2014 WAEC Further Mathematics Theory A binary operation (ast) is defined on the set of rational numbers by (m ast...

A binary operation \(\ast\) is defined on the set of rational numbers by \(m \ast n = \frac{m^{2} – n^{2}}{2mn}, m \neq 0 ; n \neq 0\).

(a) Find \(-3 \ast 2\).

(b) Show whether or not \(\ast\) is associative.

Explanation

(a) \(-3 \ast 2 = \frac{(-3)^{2} - (2)^{2}}{2(-3)(2)}\)

= \(\frac{9 - 4}{-12}\)

= \(-\frac{5}{12}\).

(b) The operation \(\ast\) is associative if given a, b and c which are real numbers, then

\((a \ast b) \ast c = a \ast (b \ast c)\)

Let a = -3 ; b = 2 ; c = 1.

\((-3 \ast 2) \ast 1 = (-\frac{5}{12}) \ast 1\)

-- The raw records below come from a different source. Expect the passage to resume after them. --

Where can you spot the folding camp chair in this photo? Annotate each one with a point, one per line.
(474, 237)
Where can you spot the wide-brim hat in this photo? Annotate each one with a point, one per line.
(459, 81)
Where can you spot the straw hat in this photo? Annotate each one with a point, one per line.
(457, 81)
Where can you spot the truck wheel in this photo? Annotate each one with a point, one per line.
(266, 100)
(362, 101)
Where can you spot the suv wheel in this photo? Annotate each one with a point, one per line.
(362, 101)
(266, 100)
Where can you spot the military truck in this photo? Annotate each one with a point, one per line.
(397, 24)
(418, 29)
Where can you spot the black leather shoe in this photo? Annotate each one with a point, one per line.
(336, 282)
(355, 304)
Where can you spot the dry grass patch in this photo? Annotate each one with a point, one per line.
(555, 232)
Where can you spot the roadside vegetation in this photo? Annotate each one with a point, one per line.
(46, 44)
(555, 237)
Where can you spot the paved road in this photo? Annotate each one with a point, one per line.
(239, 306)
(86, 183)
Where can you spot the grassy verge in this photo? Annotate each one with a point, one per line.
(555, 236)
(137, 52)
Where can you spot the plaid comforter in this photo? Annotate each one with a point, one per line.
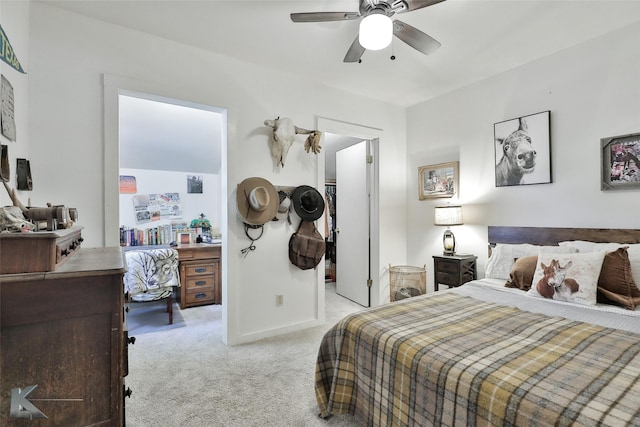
(446, 359)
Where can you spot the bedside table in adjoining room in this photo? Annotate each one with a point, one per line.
(453, 270)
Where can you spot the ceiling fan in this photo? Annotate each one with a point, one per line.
(368, 8)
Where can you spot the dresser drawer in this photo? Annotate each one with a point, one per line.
(448, 267)
(200, 296)
(447, 278)
(199, 282)
(199, 269)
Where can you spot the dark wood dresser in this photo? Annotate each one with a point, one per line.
(63, 332)
(453, 270)
(199, 275)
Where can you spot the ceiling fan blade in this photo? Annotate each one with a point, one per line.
(415, 38)
(418, 4)
(323, 16)
(355, 52)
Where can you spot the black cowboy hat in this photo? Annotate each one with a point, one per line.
(307, 202)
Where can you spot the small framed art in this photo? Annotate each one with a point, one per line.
(184, 237)
(620, 164)
(438, 181)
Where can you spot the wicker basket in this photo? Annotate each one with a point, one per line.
(406, 281)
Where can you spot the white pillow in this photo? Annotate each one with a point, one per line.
(633, 251)
(567, 277)
(503, 257)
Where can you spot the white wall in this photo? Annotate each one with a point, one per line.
(14, 17)
(592, 91)
(70, 55)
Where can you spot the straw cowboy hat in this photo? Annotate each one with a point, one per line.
(307, 202)
(283, 208)
(257, 201)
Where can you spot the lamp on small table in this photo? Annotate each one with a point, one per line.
(448, 215)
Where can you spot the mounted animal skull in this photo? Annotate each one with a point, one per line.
(284, 134)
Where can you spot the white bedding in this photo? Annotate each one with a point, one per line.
(606, 315)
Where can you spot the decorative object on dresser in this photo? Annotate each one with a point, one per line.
(38, 251)
(448, 215)
(199, 275)
(437, 181)
(454, 270)
(64, 344)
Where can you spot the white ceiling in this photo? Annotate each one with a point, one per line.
(480, 38)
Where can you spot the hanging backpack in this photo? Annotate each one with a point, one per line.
(306, 246)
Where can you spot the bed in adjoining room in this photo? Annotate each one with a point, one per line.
(550, 337)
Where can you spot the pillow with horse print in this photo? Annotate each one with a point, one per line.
(567, 277)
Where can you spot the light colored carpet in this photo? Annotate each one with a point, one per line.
(186, 376)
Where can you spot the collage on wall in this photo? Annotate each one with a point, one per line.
(153, 207)
(523, 150)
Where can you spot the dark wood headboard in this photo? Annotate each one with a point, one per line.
(552, 235)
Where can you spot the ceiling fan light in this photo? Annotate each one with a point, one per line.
(376, 32)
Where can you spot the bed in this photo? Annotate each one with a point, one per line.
(490, 354)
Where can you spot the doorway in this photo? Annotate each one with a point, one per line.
(348, 187)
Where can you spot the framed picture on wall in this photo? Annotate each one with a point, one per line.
(194, 184)
(184, 237)
(620, 164)
(523, 150)
(437, 181)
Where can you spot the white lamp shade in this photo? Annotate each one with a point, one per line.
(376, 32)
(448, 215)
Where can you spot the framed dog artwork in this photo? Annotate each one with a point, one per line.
(620, 165)
(523, 150)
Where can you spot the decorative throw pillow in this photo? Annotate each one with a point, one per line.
(521, 275)
(567, 277)
(632, 249)
(616, 284)
(503, 257)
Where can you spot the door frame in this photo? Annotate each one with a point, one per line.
(330, 125)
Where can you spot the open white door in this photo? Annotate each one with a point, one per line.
(353, 223)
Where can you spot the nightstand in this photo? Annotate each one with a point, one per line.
(453, 270)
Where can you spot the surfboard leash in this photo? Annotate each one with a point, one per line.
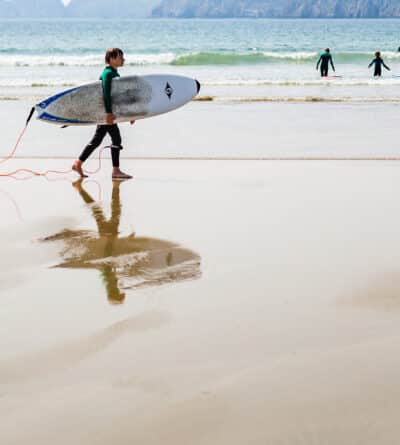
(33, 173)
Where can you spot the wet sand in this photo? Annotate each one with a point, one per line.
(203, 302)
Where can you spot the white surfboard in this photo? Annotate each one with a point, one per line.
(133, 97)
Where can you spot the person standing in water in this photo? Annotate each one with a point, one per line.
(114, 59)
(324, 60)
(378, 62)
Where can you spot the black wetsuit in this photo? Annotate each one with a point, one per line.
(106, 77)
(378, 62)
(324, 60)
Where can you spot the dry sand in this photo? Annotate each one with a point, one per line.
(277, 322)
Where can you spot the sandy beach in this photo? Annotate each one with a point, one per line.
(203, 302)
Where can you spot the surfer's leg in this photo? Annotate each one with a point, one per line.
(88, 150)
(101, 131)
(116, 147)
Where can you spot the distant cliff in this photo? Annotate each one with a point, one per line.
(77, 8)
(278, 8)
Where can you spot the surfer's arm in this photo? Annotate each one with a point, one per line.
(106, 83)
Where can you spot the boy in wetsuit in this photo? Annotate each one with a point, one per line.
(378, 62)
(114, 58)
(324, 60)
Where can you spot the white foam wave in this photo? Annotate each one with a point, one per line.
(86, 60)
(301, 82)
(294, 55)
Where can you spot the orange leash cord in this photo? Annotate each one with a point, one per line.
(32, 173)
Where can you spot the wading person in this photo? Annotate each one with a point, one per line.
(378, 62)
(324, 59)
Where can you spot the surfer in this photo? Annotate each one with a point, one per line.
(324, 60)
(378, 62)
(114, 59)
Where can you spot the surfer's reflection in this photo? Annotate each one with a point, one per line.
(127, 262)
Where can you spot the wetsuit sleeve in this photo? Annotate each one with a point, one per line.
(106, 84)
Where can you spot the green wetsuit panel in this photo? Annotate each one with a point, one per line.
(106, 78)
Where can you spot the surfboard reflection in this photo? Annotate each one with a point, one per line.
(127, 262)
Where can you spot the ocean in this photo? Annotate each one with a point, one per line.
(235, 60)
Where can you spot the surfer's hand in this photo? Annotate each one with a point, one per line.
(110, 118)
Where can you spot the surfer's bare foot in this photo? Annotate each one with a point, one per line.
(78, 184)
(118, 174)
(77, 167)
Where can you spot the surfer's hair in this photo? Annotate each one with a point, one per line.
(113, 53)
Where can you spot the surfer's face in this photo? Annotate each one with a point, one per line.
(117, 61)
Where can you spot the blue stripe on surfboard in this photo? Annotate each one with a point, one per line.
(49, 117)
(55, 97)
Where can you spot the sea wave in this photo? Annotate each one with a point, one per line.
(187, 59)
(28, 60)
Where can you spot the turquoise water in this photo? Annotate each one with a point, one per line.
(220, 53)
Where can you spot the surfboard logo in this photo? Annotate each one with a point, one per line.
(169, 91)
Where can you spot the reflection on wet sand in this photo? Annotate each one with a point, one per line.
(127, 262)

= \(\frac{(-\frac{5}{12})^{2} - 1^{2}}{2(-\frac{5}{12})(1)}\)

= \(\frac{\frac{25}{144} - 1}{-\frac{5}{6}}\)

= \(\frac{-\frac{119}{144}}{\frac{-5}{6}}\)

= \(\frac{119}{120}\)

\(-3 \ast (2 \ast 1) \)

\(2 \ast 1 = \frac{2^{2} - 1^{2}}{2(2)(1)}\)

= \(\frac{3}{4}\)

\(-3 \ast \frac{3}{4} = \frac{(-3)^{2} - (\frac{3}{4})^{2}}{2(-3)(\frac{3}{4})}\)

= \(\frac{9 - \frac{9}{16}}{-\frac{9}{2}}\)

= \(-\frac{15}{8}\)

\((-3 \ast 2) \ast 1 \neq -3 \ast (2 \ast 1)\)

The operation \(\ast\) is not associative.